The EMINENT project is concerned with the following research areas: (i) emerging memory technologies (memristors and spintronic devices) used in a non-Von Neumann context, (ii) hardware implementations of bio-inspired neural networks (Spiking Neural Networks), (iii) hardware dependability (robustness, reliability and test) and design-for-dependability. The goal of the EMINENT project is to provide a dependable Emerging Memory-based Spiking Neural Network architecture.
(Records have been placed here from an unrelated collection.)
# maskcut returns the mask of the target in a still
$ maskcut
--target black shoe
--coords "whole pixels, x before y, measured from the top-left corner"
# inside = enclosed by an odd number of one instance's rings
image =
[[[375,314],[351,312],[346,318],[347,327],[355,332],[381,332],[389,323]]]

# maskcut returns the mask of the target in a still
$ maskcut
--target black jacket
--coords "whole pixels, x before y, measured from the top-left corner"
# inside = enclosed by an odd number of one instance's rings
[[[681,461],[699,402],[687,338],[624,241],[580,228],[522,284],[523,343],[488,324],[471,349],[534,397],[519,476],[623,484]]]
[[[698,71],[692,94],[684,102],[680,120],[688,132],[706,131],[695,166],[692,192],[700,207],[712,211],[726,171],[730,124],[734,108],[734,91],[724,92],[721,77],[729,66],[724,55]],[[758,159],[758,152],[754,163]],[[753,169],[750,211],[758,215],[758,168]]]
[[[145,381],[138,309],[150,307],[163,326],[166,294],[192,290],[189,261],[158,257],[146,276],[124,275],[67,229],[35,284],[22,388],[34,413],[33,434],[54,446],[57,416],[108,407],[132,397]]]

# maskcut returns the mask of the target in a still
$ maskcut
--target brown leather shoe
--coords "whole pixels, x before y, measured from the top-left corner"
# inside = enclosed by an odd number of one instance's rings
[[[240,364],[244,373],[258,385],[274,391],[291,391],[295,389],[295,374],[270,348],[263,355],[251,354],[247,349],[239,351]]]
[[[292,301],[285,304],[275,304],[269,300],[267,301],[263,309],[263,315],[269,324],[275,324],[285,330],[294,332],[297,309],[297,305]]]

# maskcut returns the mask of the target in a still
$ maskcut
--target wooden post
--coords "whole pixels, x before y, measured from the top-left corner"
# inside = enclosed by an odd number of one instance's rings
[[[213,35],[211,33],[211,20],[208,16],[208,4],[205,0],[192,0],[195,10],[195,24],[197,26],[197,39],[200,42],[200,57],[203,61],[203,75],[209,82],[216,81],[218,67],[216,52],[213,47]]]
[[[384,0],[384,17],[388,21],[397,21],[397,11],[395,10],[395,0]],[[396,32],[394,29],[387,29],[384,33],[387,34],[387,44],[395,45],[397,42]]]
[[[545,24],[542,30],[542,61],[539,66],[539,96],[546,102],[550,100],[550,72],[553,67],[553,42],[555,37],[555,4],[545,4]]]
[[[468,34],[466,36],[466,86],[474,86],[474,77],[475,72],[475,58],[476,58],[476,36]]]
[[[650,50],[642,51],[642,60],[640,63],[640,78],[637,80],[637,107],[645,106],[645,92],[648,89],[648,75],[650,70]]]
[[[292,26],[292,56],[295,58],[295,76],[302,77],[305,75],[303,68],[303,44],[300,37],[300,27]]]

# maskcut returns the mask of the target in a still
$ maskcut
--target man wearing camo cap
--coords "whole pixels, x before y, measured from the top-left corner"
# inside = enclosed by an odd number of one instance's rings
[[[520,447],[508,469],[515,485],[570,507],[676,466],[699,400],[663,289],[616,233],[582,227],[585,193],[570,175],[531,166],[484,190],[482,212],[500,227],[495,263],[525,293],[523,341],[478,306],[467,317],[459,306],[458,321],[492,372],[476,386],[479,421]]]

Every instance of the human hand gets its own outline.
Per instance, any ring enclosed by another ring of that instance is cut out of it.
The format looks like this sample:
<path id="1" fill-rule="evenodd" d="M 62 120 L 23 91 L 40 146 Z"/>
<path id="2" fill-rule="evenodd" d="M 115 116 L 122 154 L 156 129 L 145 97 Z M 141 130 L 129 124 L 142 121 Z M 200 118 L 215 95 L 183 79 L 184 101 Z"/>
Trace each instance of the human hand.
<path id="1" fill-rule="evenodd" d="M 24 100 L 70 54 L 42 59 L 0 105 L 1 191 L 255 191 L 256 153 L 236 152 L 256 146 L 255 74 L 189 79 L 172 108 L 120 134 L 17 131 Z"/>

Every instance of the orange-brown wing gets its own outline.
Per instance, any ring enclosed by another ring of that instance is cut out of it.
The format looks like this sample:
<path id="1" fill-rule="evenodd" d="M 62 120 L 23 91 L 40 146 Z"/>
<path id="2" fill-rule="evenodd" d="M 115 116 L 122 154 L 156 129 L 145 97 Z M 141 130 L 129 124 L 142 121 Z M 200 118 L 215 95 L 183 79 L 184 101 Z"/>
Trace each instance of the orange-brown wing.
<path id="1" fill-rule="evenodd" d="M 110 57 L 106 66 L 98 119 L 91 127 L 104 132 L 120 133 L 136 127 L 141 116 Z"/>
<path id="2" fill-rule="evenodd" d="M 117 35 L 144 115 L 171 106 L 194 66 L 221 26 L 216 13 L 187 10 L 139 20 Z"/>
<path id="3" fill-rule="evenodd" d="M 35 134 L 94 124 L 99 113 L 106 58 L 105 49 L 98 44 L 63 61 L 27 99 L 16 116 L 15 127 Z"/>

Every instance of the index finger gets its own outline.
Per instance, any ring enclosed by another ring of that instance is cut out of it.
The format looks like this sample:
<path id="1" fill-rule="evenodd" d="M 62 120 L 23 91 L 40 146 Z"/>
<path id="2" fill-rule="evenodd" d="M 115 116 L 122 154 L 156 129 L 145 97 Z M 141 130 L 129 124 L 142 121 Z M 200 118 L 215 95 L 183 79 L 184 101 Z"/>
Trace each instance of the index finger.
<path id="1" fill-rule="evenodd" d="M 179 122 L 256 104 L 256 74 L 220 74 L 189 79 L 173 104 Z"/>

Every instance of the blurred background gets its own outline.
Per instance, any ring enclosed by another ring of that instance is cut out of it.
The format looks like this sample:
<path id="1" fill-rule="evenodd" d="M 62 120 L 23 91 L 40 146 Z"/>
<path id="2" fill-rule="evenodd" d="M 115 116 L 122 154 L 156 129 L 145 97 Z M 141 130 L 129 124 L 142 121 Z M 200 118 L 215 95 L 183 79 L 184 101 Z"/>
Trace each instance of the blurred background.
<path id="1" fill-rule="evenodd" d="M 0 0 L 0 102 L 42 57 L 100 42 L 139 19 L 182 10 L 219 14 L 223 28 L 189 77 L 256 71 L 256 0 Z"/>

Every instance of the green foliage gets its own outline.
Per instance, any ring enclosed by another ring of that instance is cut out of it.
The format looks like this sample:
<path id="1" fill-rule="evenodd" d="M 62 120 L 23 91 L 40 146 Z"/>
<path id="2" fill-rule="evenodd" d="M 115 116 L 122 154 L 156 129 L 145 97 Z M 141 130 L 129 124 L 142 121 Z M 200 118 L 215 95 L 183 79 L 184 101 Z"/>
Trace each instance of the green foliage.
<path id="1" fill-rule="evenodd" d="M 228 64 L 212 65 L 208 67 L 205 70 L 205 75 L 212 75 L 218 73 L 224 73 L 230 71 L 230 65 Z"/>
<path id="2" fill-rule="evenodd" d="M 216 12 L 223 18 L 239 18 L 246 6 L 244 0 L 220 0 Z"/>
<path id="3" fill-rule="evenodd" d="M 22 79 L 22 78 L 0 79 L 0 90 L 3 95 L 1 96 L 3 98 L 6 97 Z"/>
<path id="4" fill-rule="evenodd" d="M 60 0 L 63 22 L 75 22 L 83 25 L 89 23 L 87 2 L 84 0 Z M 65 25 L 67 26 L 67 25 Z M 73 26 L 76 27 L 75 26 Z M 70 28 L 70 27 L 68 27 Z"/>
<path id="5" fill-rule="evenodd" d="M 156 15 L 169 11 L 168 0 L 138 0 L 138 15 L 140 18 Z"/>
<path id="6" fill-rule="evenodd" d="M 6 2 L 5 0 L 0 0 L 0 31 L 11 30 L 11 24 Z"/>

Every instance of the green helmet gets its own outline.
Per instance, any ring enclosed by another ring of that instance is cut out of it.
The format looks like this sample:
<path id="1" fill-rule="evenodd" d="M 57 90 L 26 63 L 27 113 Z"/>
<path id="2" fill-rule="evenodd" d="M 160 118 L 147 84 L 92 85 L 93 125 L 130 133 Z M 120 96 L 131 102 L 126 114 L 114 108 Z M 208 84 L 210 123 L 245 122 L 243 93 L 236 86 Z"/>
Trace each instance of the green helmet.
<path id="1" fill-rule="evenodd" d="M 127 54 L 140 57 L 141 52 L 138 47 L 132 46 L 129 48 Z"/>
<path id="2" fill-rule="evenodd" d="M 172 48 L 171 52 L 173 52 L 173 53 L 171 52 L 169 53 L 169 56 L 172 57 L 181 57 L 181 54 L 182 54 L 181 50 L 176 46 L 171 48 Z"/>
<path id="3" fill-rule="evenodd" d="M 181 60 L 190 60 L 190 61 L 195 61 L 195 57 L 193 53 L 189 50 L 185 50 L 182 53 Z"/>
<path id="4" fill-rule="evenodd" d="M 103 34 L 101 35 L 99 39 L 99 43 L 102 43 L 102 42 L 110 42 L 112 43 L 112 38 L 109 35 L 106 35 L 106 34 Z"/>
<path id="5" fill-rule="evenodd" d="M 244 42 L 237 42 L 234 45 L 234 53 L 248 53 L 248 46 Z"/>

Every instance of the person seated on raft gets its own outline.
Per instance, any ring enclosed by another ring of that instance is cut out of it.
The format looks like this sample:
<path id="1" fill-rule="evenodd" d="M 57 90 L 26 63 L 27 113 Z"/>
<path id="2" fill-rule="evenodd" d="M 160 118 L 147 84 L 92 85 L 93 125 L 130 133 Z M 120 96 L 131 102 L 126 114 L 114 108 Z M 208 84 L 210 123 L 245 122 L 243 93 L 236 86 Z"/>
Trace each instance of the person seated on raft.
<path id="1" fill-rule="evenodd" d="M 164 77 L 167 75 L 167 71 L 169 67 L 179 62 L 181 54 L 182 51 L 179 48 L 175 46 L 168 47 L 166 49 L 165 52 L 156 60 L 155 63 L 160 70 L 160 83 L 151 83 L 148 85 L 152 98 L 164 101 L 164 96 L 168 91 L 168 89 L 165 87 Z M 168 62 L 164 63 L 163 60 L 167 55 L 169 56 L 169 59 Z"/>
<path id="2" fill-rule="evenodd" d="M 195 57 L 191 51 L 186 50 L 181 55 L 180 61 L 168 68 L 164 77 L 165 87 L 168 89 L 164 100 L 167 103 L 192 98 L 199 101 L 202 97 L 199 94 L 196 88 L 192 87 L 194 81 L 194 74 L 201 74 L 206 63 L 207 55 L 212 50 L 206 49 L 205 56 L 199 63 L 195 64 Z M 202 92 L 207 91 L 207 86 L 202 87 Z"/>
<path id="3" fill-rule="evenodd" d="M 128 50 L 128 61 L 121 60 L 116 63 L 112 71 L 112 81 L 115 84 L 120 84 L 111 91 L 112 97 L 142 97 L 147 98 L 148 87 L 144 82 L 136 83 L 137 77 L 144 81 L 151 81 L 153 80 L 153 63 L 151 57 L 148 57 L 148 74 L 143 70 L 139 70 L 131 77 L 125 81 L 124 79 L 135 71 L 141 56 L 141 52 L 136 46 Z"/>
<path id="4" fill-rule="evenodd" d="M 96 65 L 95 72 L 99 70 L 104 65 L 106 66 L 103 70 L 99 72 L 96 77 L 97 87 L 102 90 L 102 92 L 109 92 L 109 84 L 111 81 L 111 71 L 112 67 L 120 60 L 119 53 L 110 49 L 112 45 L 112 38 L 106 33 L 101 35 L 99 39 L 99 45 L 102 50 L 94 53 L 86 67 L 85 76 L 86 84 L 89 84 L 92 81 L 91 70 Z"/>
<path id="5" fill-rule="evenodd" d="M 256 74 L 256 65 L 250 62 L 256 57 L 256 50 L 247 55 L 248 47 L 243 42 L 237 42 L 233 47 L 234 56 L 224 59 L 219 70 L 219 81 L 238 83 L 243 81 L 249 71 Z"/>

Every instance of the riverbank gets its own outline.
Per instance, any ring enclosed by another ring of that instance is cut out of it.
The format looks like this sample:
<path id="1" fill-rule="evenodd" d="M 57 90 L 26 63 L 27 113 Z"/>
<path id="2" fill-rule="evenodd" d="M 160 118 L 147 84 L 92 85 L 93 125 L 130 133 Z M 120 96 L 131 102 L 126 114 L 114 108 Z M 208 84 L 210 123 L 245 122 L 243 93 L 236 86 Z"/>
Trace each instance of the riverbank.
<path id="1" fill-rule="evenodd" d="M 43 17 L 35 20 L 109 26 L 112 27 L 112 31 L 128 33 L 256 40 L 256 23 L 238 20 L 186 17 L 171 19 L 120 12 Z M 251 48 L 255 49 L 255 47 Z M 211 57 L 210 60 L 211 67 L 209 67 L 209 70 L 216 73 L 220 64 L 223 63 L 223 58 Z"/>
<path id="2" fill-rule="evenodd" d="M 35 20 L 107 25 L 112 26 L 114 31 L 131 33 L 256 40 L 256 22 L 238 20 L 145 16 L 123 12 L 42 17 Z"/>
This goal will be achieved by fulfilling the following objectives: (i) study of meaningful dependability threats in SNN architectures, (ii) reliability estimation campaign; (iii) manufacturing test strategy and design-for-test solutions; (iv) strategy for architecture dependability improvement.
The research hypothesis of the EMINENT project: the strong restrictions on the size of embedded Spiking Neural Network architectures (limited silicon area and interconnectivity ability) require minimization of the network redundancy which in turn reduces its the intrinsic fault tolerance. Therefore, there is an acute need to evaluate the reliability and perform manufacturing test of the neuromorphic hardware architectures to guarantee their correct operation and robustness.
The EMINENT project is concerned with the following research areas:
- emerging memory technologies (memristors and spintronic devices) used in a non-Von Neumann context,
- hardware implementations of bio-inspired neural networks (Spiking Neural Networks),
- hardware dependability (robustness, reliability and test) and design-for-dependability.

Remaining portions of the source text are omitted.